Les fondements de la pensée politique
de l’Antiquité à l’aube des Lumières

La pensée politique naît en Grèce grâce à la rationalisation de la pensée due aux philosophes ioniens et à l’émergence de la Cité («Polis»). Les Grecs s’interrogent sur la classification des régimes et sur la question du meilleur régime possible. Tandis que Platon imagine une cité gouvernée par un «philosophe-roi» et que Xénophon exalte la monarchie, Aristote donne sa préférence à une démocratie modérée s’appuyant sur les classes moyennes. La conquête d’Alexandre le Grand brise le cadre étroit de la cité, favorisant l’essor des idéologies impériales (monarchies hellénistiques et empire romain) et du cosmopolitisme stoïcien. Le christianisme, religion qui prône le détachement de la politique devient la religion officielle de l’empire romain et doit alors concilier le respect de ses principes, les promesses de la cité céleste et les exigences de la cité terrestre (Saint Augustin). Le Moyen-âge réalise la fusion de l’héritage romain et de l’apport des peuples barbares qui se concrétise dans le couronnement de Charlemagne comme empereur en l’an 800. La période médiévale est marquée par le choc des deux universalismes concurrents, pontifical et impérial, qui mobilisent des arguments politiques en leur faveur mais qui s’épuisent mutuellement dans des luttes intestines, favorisant l’émergence des Etats- Nations. Au XVIe siècle, les grandes découvertes élargissent les horizons des hommes tandis que l’humanisme permet de redécouvrir le legs de l’Antiquité. Les réformes protestantes (Luthérienne et calviniste) brisent l’unité de la Chrétienté et plongent l’Europe dans la tourmente des guerres de religion. Face à cela une sécularisation de la pensée politique s’affirme. Jean Bodin théorise la souveraineté de l’Etat tandis que les doctrines de la Raison d’Etat et du Machiavélisme se développent. Le concept de monarchie absolue fusionne avec l’idée du droit divin au XVIIe siècle, le modèle le plus achevé étant le régime de Louis XIV.

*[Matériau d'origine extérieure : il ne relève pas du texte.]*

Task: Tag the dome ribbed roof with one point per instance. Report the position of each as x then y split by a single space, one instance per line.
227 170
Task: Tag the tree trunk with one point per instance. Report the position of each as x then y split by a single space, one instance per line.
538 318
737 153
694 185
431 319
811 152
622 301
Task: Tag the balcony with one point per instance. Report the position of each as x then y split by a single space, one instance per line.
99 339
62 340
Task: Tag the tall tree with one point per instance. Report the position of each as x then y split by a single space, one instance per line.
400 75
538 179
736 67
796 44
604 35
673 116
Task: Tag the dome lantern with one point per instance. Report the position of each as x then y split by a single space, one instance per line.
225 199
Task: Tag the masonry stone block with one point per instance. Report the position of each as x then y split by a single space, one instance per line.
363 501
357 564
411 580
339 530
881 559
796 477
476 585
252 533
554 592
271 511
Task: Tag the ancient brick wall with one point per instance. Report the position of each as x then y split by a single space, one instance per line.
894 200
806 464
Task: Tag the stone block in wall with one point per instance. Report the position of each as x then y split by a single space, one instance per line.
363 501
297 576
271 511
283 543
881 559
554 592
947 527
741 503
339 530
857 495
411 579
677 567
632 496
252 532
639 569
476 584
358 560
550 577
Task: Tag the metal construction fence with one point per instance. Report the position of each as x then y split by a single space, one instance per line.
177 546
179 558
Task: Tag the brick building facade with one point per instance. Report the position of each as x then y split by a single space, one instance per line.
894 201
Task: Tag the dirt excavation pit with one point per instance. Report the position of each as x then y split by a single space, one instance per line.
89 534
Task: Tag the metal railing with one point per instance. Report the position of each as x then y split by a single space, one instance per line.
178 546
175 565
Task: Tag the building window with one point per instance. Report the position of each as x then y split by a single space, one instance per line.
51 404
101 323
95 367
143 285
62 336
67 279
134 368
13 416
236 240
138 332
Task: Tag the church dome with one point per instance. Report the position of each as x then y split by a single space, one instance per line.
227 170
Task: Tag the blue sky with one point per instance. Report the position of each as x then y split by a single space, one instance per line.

Pensée politique contemporaine
(XVIIIe-XXIe siècles)

Préparée par la philosophie des Lumières, la révolution française, en détruisant la société de l’Ancien Régime, fait passer l’individu de l’hétéronomie à l’autonomie, achevant un processus commencé à la Renaissance. Le libéralisme, issu des révolutions américaine et française, s’impose progressivement comme une idéologie qui s’oppose tout au long du XIXe siècle à la démocratie à propos du suffrage universel avant de fusionner avec elle donnant naissance aux démocraties libérales occidentales. Tandis que subsiste une pensée conservatrice et contre-révolutionnaire nostalgique de l’ordre ancien, la société industrielle donne naissance au socialisme qui critique le libéralisme en proposant dans un premier temps des systèmes utopiques puis avec le Marxisme en prétendant fonder un socialisme «scientifique». Le nationalisme est la troisième idéologie avec le libéralisme et le socialisme à naître des suites de la révolution française, plaçant la nation et non l’individu ou les classes sociales au cœur de la réflexion politique. Le XXe siècle est celui des «religions séculières» (R. Aron). Le communisme et le fascisme sous ses différentes formes s’affrontent tandis qu’ils se présentent chacun comme des alternatives à la démocratie libérale, cette dernière finissant tout de même par l’emporter. La nature particulière de ces régimes a amené les penseurs à forger le concept de «totalitarisme» qui a suscité nombre de controverses et de débats. La chute du mur de Berlin et l’effondrement des régimes communistes sonnent le glas des «grands récits» et des idéologies à prétention globalisante. Le triomphe apparemment sans partage de la démocratie libérale ne marque pourtant pas la «fin de l’histoire» ni des affrontements d’idées en science politique. En témoignent le débat fécond qui s’est développé aux Etats-Unis entre les «libéraux» individualistes et les tenants du renouveau de l’idée de «communauté», les controverses actuelles sur le multiculturalisme et le retour spectaculaire de l’Islam politique dans les pays musulmans qui s’érige en contre-modèle de la démocratie libérale occidentale.


Objectifs de l’enseignement

Ce cours a pour but de présenter un tableau des idées politiques depuis la révolution française de 1789 jusqu’à nos jours en expliquant leur genèse et en les replaçant dans l’évolution historique générale des sociétés qui les ont vus naître.